• Starke Regierung oder schwache Opposition?
  • 10.10.2011


Der Bürgerplattform ist bei den gestrigen Wahlen gelungen, was seit 1989 keiner Partei in Polen gelang: sie wird zum zweiten Mal in Folge die Regierung stellen, höchstwahrscheinlich in derselben Koalition, in der sie die vergangene Kadenz über regiert hat. Für die Partei von Oppositionsführer Jaroslaw Kaczynski PiS sind es indes die sechsten verlorenen Wahlen in Folge.

Rzeczpospolita: Starke Regierung oder schwache Opposition?

Woher dieses Wahlergebnis? Wieso hat die Bürgerplattform gesiegt, obwohl sie in den vergangenen vier Jahren viele Fehler begangen hat – angefangen bei den Ermittlungen zur Smolenskkatastrophe, über die misslungene Schulreform, bis hin zu den Pleiten beim Autobahnbau? Diese Fragen stellt in seinem Wahlkommentar in der konservativen Tageszeitung Rzeczpospolita Chefredakteur Pawel Lisicki.
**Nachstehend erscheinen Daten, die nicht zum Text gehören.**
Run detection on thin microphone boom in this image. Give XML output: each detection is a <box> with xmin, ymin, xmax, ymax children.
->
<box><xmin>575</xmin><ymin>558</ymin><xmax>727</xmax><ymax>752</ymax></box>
Seine These: Einerseits habe hier die Einseitigkeit und feindliche Haltung der polnischen Medien gegenüber der Recht und Gerechtigkeit eine wichtige Rolle gespielt. Das allerdings sei nur die halbe Wahrheit. Denn auch Kaczynski selbst habe schwerwiegende Fehler begangen. Seiner Partei  ist es nicht gelungen, sich von dem Image einer radikalen und unberechenbaren Gruppierung zu lösen. Dazu beigetragen haben unter anderem die radikalen Äußerungen zur Smolensk-Katastrophe, der Flirt mit den Fußball-Hooligans und die neuesten Aussagen Kaczynskis über Angela Merkel. Schließlich habe die PiS auch durch den Widerstand Kaczynskis, sich Premierminister Donald Tusk in einer Fernsehdebatte zu stellen, zusätzlich an Glaubwürdigkeit verloren. Denn wie könne man glaubwürdig die Regierung kritisieren, behaupten, dass die Mannschaft Tusks das schlechteste Kabinett seit 1989 ist und sich gleichzeitig davor drücken, es dem Ministerpräsidenten vor Fernsehkameras zu beweisen? Die sechste Niederlage Kaczynskis in Folge ist zum Teil selbst verschuldet, so Pawel Lisicki in der Rzeczpospolita.

Dziennik/Gazeta Prawna: Keine Ausreden mehr

Die Publizistin des Dziennik /Gazeta Prawna Jadwiga Sztabińska betont, dass die Wiederwahl für die Bürgerplattform und für Parteichef Tusk eine immense Verantwortung bedeutet. Nun, schreibt Sztabinska, gibt es kein Alibi mehr. Nicht der richtige Präsident, schwierige Opposition, Reformen müssen warten, bis sich die politische Lage stabilisiert – all diese Ausreden sind nun passe. Jetzt gilt nur noch: In acht Jahren kann man den Staat verändern und reparieren, man kann ihn auch kaputt machen. Allein an Donald Tusk liegt es nun, wie er die Chance, die er von den Polen erhalten hat, nutzt.

Gazeta Wyborcza: Gespaltenes Polen

In seinem Kommentar für die Gazeta Wyborcza macht Jaroslaw Kurski auf einen gesellschaftlichen Aspekt der gestrigen Wahlen aufmerksam. Kaczynski, so Kurski, habe zwar verloren.  Nichtsdestotrotz teilt immerhin noch ein Drittel der Wähler seine politische Vision – die Vision eines Polens, das von externen und internen Feinden umzingelt ist. Fazit: Polen ist weiterhin dramatisch gespalten. Und diese Kluft zu überbrücken und zuzuschütten, schreibt Kurski, sei eine wichtige Aufgabe für die kommenden Jahre. "Ist es möglich die PiS-Wähler davon zu überzeugen, dass Opposition nicht Destruktion bedeutet? Dass die Opposition mit der Regierung im Namen des Gemeinwohls zusammenarbeiten kann", fragt sich  nach dem gestrigen Wahlsieg der Bürgerplattform PO der Publizist der Gazeta Wyborcza Jaroslaw Kurski.